Tuesday, January 6, 2015

A little less meaning: Postscript

Luis Buñuel, L'Age d'Or (1930).
Brooks actually had a point to make in that excursus on the inadequacy of meaningfulness this morning, though he doesn't understand it well enough to make it and would of course have been wrong if he did. It's a left-right point, too, and I'd like to go over it just briefly.

If somebody wants you to tell them what is the meaning of life, the correct answer is that they should rephrase the question: it's a category error. That which has meaning is a sign, and life is not a sign. The word "life" is a sign, so you could ask,  e.g.,

  • What is the meaning of "life"?

but it wouldn't get a very exciting answer, from a philosophical standpoint ("Life" denotes the state or quality of being alive...).

The tiny liberals inside his head who assert that they're being nice because it makes them feel "meaningful" are not being stupid, however. Each individual life, being different from every other individual life, has the capacity to serve as a sign; because that, contrastive opposition, is what signs are made of, or in mathematical terms the source of information value. "Yes" has a meaning because it is in opposition to "no", or /p/ is a sound capable of meaning because it contrasts with /t/ and /k/. Your life can be meaningful, to those who know about it, because it is intentionally different from some other person's life, such as that of David Brooks, say, and it can be meaningful to yourself.

  • What is the meaning of my life?

It signifies your making a difference in the world, in more or less elaborate ways, depending on what you do. There is nothing "flabby" (I think Brooks says "flaccid", but just because he has penises on his mind doesn't mean I have to) about this concept, nothing "emotion-based", and nothing evanescent that must yield after a flash of excitement to "ennui". It's just semiotics.
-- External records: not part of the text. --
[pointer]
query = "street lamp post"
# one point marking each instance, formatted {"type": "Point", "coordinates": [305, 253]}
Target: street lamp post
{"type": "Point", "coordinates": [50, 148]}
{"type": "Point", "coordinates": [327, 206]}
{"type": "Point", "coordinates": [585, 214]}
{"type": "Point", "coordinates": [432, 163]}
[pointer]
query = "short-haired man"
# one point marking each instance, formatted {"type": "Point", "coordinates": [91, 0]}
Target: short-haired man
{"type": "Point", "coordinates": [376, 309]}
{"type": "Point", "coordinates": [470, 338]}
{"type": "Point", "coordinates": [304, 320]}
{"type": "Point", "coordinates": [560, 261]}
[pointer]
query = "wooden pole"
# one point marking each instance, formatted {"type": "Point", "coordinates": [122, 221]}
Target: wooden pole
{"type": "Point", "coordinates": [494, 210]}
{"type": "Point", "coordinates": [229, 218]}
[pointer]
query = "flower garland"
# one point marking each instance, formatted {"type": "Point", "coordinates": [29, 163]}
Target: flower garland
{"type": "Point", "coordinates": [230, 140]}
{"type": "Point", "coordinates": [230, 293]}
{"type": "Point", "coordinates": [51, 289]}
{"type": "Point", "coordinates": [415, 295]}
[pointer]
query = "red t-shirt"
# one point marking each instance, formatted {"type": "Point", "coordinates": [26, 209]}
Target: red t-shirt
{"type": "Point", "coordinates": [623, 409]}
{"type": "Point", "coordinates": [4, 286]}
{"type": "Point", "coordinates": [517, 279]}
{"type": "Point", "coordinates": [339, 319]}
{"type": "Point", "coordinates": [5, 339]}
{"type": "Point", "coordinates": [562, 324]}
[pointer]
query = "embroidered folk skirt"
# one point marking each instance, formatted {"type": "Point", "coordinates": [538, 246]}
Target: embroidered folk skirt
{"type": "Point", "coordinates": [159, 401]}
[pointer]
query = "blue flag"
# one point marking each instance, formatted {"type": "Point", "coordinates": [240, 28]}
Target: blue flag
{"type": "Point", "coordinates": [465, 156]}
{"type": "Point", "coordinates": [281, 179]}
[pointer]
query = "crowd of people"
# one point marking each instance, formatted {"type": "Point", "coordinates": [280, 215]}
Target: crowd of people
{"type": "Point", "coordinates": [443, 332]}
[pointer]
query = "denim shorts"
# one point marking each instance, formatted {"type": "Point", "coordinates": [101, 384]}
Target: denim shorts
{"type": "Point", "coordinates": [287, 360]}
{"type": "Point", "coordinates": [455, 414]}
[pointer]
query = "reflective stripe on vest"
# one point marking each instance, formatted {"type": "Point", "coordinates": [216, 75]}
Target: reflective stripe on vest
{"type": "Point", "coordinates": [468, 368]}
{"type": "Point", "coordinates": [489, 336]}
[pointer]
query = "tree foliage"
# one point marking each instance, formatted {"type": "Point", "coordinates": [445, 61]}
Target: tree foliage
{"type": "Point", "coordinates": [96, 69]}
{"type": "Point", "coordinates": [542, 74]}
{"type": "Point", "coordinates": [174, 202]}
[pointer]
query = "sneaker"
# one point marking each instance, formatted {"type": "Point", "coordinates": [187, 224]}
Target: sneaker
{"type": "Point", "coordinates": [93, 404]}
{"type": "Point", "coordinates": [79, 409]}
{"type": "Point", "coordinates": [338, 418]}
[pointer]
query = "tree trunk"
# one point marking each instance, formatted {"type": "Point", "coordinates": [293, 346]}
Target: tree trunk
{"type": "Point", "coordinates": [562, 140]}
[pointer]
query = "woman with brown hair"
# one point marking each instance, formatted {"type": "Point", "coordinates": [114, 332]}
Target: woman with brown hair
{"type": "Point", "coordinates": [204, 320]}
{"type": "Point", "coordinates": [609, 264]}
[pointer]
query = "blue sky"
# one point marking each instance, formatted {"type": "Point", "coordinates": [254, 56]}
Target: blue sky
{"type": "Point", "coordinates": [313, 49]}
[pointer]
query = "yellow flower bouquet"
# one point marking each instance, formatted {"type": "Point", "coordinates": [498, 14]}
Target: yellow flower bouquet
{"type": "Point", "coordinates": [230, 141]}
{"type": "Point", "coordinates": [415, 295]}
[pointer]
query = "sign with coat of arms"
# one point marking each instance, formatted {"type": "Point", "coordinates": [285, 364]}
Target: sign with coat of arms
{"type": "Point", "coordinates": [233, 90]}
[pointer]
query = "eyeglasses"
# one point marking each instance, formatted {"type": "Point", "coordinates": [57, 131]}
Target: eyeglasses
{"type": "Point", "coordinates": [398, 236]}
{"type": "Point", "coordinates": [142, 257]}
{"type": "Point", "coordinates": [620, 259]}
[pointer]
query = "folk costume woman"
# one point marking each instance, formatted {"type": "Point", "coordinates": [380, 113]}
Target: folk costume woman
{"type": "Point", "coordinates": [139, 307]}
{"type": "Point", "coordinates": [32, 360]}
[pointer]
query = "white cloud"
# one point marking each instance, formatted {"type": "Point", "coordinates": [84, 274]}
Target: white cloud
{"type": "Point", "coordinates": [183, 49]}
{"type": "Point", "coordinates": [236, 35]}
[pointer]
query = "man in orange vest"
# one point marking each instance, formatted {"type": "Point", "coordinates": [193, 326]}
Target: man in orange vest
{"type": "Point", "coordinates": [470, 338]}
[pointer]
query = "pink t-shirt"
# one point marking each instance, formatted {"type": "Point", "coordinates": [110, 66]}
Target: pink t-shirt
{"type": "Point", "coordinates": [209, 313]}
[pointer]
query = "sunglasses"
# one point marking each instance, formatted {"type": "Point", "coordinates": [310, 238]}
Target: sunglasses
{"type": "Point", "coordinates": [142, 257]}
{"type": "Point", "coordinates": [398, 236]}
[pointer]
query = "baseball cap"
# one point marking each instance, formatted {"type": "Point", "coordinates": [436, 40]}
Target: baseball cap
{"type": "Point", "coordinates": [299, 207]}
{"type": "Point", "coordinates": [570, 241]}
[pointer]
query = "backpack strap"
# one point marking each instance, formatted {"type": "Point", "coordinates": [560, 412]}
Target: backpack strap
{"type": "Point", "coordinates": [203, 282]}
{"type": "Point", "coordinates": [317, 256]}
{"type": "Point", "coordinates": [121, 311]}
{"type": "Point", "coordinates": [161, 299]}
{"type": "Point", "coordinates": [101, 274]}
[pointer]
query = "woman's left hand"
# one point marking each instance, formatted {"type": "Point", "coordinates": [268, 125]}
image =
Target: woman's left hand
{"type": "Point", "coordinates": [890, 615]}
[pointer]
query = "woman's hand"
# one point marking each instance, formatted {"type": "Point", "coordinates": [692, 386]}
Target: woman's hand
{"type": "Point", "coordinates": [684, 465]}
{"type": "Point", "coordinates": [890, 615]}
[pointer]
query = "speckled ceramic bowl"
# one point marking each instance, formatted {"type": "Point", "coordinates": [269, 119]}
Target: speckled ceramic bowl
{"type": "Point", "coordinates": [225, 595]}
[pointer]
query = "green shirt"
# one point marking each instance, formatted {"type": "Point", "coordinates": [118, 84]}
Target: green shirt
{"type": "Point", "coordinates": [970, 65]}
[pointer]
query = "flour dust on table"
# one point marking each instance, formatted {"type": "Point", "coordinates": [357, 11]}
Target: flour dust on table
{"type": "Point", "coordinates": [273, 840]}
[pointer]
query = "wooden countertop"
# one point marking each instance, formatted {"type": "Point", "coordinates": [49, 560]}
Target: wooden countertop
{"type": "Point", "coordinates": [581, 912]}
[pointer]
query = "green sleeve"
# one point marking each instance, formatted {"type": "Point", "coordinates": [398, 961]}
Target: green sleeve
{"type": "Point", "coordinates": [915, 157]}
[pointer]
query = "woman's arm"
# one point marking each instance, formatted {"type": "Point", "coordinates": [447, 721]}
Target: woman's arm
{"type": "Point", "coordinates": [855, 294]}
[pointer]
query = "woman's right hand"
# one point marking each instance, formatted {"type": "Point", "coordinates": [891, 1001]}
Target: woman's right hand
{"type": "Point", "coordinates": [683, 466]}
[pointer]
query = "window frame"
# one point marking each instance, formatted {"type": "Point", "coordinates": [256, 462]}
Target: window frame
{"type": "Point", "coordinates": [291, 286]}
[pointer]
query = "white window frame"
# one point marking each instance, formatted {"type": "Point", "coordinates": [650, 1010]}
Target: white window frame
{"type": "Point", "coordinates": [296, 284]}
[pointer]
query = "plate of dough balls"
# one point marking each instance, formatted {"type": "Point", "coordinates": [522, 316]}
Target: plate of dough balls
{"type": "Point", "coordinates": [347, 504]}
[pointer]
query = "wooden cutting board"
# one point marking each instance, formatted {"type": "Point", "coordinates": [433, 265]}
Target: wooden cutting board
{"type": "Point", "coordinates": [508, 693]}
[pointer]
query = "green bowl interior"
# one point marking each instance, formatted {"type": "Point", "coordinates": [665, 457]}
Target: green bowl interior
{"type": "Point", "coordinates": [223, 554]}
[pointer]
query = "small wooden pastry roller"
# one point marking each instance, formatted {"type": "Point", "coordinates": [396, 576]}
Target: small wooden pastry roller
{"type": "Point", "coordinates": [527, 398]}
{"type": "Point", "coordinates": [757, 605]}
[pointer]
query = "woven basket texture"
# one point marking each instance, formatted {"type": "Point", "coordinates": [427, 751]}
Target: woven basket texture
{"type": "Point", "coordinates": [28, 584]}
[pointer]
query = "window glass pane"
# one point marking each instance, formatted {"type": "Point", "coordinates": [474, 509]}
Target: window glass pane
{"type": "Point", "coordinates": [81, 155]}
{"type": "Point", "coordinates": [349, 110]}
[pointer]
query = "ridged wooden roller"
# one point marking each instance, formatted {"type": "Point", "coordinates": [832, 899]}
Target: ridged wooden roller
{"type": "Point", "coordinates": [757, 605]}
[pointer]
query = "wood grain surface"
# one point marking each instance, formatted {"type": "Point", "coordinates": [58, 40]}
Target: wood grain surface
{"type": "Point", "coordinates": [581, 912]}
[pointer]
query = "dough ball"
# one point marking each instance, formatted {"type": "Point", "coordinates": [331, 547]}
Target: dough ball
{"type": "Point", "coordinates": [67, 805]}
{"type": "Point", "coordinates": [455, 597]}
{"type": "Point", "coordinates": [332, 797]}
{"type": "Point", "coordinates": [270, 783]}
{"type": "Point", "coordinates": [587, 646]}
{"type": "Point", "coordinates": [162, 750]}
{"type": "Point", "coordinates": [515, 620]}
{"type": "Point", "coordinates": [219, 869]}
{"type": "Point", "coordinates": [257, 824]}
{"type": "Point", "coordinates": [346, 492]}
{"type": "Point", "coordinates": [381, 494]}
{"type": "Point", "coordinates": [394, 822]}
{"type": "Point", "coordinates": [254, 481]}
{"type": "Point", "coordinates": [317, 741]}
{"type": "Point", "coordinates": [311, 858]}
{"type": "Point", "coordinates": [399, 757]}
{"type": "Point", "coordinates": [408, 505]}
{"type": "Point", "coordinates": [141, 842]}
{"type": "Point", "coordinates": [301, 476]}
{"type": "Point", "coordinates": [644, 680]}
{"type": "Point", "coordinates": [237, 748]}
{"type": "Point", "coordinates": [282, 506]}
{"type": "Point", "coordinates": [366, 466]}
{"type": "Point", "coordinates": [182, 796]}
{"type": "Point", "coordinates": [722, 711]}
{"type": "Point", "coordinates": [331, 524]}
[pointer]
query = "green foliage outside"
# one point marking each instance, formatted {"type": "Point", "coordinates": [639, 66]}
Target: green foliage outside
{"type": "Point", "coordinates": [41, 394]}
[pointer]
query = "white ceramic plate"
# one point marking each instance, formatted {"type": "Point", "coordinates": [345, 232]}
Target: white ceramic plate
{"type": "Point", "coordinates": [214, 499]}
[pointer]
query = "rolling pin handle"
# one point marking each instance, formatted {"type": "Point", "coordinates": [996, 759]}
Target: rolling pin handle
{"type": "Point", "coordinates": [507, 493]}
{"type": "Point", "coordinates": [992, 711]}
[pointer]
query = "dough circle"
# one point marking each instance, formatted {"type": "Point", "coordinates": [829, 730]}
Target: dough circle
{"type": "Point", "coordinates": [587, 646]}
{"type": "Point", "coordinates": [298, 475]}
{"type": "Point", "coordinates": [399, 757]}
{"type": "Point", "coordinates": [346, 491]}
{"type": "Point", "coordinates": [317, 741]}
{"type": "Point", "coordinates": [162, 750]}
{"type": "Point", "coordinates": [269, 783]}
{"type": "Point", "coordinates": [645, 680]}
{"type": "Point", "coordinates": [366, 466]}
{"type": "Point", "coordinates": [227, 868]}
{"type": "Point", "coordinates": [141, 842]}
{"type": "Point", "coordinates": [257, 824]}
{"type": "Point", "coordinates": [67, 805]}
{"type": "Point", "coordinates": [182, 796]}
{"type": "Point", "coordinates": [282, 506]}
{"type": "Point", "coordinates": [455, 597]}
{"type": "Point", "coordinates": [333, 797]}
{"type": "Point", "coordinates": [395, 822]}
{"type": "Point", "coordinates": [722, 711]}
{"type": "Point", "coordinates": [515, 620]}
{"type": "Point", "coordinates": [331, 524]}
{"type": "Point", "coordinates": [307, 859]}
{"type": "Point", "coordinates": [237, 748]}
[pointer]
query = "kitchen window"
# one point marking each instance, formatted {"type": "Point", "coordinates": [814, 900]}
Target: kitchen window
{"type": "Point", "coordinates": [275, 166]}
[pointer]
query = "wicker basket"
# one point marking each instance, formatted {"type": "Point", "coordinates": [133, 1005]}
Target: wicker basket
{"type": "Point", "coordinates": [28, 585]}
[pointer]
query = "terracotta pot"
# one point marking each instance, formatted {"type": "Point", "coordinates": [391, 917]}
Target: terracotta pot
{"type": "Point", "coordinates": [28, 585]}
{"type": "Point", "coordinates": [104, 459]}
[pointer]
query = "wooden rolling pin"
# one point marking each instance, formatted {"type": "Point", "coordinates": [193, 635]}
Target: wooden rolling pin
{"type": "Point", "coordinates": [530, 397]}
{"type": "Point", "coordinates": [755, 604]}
What the definitional conservative believes is that all the meaning you need should be provided by the tradition within which you live and your status inside it, and it's true that strict observance of a tradition can give a person the requisite sense of contrast, against those "lesser breeds without the law," and that's a kind of meaning, however pinch-lipped and grim, the meaningfulness of Miss Gulch in The Wizard of Oz.

And they don't like calling it "meaning", either, because that sounds so contingent. But that's what it is, and the fact is we all have to make our own meaning the best we can, by hook (their way, drawn in) or by crook (ours, veering off).